The list of genes whose spatial cortical expression demonstrated high spatial correlation with the VMI network was entered in a GO term enrichment analysis tool (http://geneontology.org; ref. 88). GO is a genetic annotation resource dedicated to investigating gene functionalities. In the present research, we used the annotation systems of biological processes and cellular components within GO to characterize our findings. Biological processes are focused on “biological programs accomplished by multiple molecular activities” (88), that is, gene actions that lead to specific objectives, which are done under regulated procedures and temporal sequences. Cellular components are focused on “the locations relative to cellular structures in which a gene product performs a function” (88). We computed PANTHER Overrepresentation Test (21) within the term enrichment analysis tool of the GO resource using the list of genes whose spatial cortical expression demonstrated high spatial correlation with the VMI network. The PANTHER resource classifies protein sequences of genes in terms of their evolutionary history and function, making it possible to formulate inferences about these gene functions (a detailed description of PANTHER is available in ref. 21). During the PANTHER Overrepresentation Test, the Homo sapiens list (with all of the genes included in the database) was selected as the reference list and the GO biological processes and cellular components were selected as the annotation datasets. A binomial test was then conducted (P < 0.05 FDR-corrected) for each annotation data set. The results of the analysis were based on their relative term enrichment, which represents to what extent each annotation is statistically represented in a set of given genes.

Interactome analysis.

Using an interactome approach, we validated our genetic findings beyond their spatial colocalizations with the VMI cortical map.

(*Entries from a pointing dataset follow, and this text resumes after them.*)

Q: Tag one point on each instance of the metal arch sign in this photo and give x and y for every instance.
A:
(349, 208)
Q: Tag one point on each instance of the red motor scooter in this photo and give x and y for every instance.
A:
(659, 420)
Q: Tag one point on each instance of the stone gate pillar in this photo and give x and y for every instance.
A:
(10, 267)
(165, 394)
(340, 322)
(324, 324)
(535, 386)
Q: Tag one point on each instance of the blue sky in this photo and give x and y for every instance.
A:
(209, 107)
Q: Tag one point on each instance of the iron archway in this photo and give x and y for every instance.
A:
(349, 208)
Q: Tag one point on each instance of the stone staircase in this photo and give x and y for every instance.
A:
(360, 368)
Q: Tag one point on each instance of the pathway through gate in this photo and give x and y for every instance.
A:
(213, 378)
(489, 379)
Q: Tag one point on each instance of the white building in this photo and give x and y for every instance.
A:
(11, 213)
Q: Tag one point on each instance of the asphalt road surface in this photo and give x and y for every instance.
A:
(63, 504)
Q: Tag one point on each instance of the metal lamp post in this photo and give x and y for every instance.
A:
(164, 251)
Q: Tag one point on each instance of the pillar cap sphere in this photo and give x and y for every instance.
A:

We used Genemania (http://genemania.org/ and ref. 89) and Cytoscape (https://cytoscape.org/ and ref. 90) software to perform an interactome analysis and degree centrality assessment of the set of genes obtained in the spatial similarity analysis. We used Genemania’s composite gene–gene interaction profile from coexpressions, colocalizations, genetic interactions, pathways, predicted physical interactions, and shared protein domains (89).

Materials, Data, and Code Availability.

Neuroimaging data.

The neuroimaging dataset acquired during the task-MRI paradigm is available from the corresponding author upon request and the dataset acquired during the resting-state MRI paradigm from the Human Connectome Project website (http://www.humanconnectomeproject.org).

Genetic data.

The genetic data that support the findings of this study are available from the AHBA website (https://human.brain-map.org).

Code availability.

All codes for imaging analysis are available for the research community from the corresponding author upon request.